Ce tour d'esprit qui pose les extrêmes contraires, amène chez lui comme chez Pascal des développements par antithèses. Antithèses réelles chez tous les deux, et non "fausses fenêtres pour la symétrie."
Mais avec Pascal, les extrêmes sont posés par déduction logique et dépouillement des apparences. Chez Stendhal, les extrêmes sont posés par jugement esthétique. Au lieu de la tragédie pascalienne des contradictions inconciliables et déchirantes, Vinci et Michel-Ange, Julien Sorel et l'abbé Picard, la sage mais ennuyeuse Amérique, la folle mais voluptueuse Italie, forment des contrastes heureux, comme des effets de couleur complémentaires...
Le jugement moral, toujours appuyé sur le principe d'utilité commune, est identique au jugement politique.

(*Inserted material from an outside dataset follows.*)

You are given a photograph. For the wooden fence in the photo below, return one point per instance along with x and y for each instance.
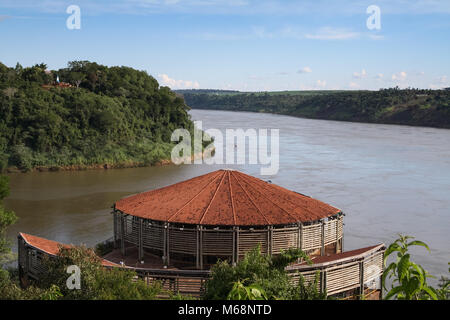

Le jugement esthétique a les préférences de l'auteur et du lecteur.
En 1818, préparant une seconde édition du livre (Rome, Naples et Florence) et voulant y mettre son portrait moral,il écrit :
"Quand je suis arrêté par des voleurs ou qu'on me tire des coups de fusil, je me sens une grande colère contre le gouvernement et le curé de l'endroit. Quant au voleur, il me plaît, quand il est énergique, car il m'amuse."
Le jugement esthétique s'applique à l'individu, le jugement moral aux ensembles.